If we decide to assume a physics model describing the experimental data, this assumption can be used to reduce the number of degrees of freedom in our feature space $\varTheta$. The methodology can then be applied identify plasma parameters featuring in our assumed model.

Furthermore, we can use our methodology in an attempt to construct a reduced reconciling model for the plasma edge and core dynamics as this is still lacking due to the complexity of the collision operator and the asymptotic matching between fluid and gyrokinetic models. Furthermore, if we could use our method to point out what the most important terms in the feature space for turbulence data are, the result could inform reduced model selection from the myriad of already established reduced models. It should be pointed out that one can adopt a different approach to searching for the important terms in the feature space for turbulence data. Namely, valuable attempts have been made by using convolution neural networks such as the one described in Frezat et al. (Reference Frezat, Le Sommer, Fablet, Balarac and Lguensat2021).

5. Conclusion

In summary, we have presented a proof of principle study of the application of data-driven integral sparse regression to fusion plasma drift-wave turbulence simulations. We have shown that the methodology can successfully be applied to discover the system of PDEs governing the simulated plasma dynamics both from clean and noisy data. We have also conducted a sensitivity study of spatio-temporal characteristics of the sampling used for SR and established that the spatio-temporal sample bounds can be defined in relation to the minimal eddy size and correlation length characterizing the data. This approach ensures that the sampling phase-space region contains sufficient system evolution in the nonlinear regime for SR while at the same time ensuring one can use a subset of a large data set for the study. We have also discussed the completeness of the feature space $\varTheta$ from which terms of the PDEs are selected by SR and formulated criteria for $\varTheta$ completeness based on the spatio-temporal error distribution following the reasoning expressed in Alves & Fiuza (Reference Alves and Fiuza2020).

Acknowledgements

The authors would like to thank Dr B. Zhou and Dr M. Francisquez for allowing their drift-wave turbulence codes to be used for producing input data sets for this study. As well as their support and suggestions which have improved this work and helped it reach its present form. Also a special thank you goes to Professor Dr N.L. Cardozo for his participation in discussions on the applicability and application of the presented methodology in fusion research. This publication is part of the project Tackling Turbulence in the Innovative MIT Fusion Reactor Concept (with project number 019.193EN.033 of the research programme (grant) Rubicon which is financed by the Dutch Research Council (NWO).

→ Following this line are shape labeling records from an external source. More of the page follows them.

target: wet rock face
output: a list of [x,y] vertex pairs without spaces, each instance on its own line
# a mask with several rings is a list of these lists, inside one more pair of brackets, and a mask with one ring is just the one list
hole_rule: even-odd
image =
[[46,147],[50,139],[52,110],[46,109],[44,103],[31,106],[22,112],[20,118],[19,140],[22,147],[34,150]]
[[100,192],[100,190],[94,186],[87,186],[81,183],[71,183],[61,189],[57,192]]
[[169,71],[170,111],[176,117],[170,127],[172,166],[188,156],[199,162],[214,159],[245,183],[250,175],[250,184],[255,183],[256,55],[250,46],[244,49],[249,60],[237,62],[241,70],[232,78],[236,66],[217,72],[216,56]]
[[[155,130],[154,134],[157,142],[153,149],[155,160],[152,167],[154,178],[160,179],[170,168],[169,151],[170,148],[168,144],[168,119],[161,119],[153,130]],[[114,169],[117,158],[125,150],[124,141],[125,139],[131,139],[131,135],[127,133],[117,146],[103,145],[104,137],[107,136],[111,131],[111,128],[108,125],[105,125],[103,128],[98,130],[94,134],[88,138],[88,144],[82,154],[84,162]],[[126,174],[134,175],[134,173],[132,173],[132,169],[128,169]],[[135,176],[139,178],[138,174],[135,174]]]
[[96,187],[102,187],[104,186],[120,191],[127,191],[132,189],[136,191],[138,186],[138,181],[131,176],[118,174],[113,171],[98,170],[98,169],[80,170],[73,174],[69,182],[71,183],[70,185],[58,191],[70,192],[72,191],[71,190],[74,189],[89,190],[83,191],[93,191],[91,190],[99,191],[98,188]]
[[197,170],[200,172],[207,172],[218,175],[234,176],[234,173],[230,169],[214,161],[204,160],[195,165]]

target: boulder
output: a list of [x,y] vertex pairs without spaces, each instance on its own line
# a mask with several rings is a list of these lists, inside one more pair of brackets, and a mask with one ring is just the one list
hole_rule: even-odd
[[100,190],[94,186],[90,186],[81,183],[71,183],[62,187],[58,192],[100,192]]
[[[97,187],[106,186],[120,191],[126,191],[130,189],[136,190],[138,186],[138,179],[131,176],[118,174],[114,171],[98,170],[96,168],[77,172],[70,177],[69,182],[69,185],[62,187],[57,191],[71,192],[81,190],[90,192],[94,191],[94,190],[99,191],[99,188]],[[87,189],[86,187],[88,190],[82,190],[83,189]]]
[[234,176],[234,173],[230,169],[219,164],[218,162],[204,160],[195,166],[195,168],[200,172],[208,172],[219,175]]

Editor William Dorland thanks the referees for their advice in evaluating this article.

Declaration of interests

The authors report no conflict of interest.

Footnotes

¹ Magnets developed for SPARC will be the first ever large-scale HTS magnets useful also in various applications other than fusion. For more details on SPARC see Creely et al. (Reference Creely, Greenwald, Ballinger, Brunner, Canik, Doody, Fülöp, Garnier, Granetz and Gray2020).

² Note here that the vorticity is given by $\omega =\boldsymbol {\nabla }^2_{\perp }\phi$ and that one should not dismiss the significance of the background magnetic filed in the HW model (Wakatani & Hasegawa Reference Wakatani and Hasegawa1984; Hasegawa & Wakatani Reference Hasegawa and Wakatani1987; Biskamp & Zeiler Reference Biskamp and Zeiler1995).

³ Although it should be noted that zonal flows can in principle be obtained with the standard HW model at low $\alpha$ values.

⁴ The phw.f90 is a reduced version of the Global Drift Ballooning code (Fisher & Rogers Reference Fisher and Rogers2017; Zhu, Francisquez & Rogers Reference Zhu, Francisquez and Rogers2017) and has been benchmarked against BOUT$++$ and MFEM.

⁵ The cubic volumes are defined as $n\Delta x \times n\Delta y \times n\Delta t$, each volume containing $n^3$ points.

⁶ The diffusion coefficients $D_n$ and $D_{\omega }$ are three orders of magnitude smaller than the smallest recovered coefficient in the system of PDEs.

⁷ It is worth emphasizing that the features are not mutually orthogonal functions but rather possible terms in the underlying differential equations.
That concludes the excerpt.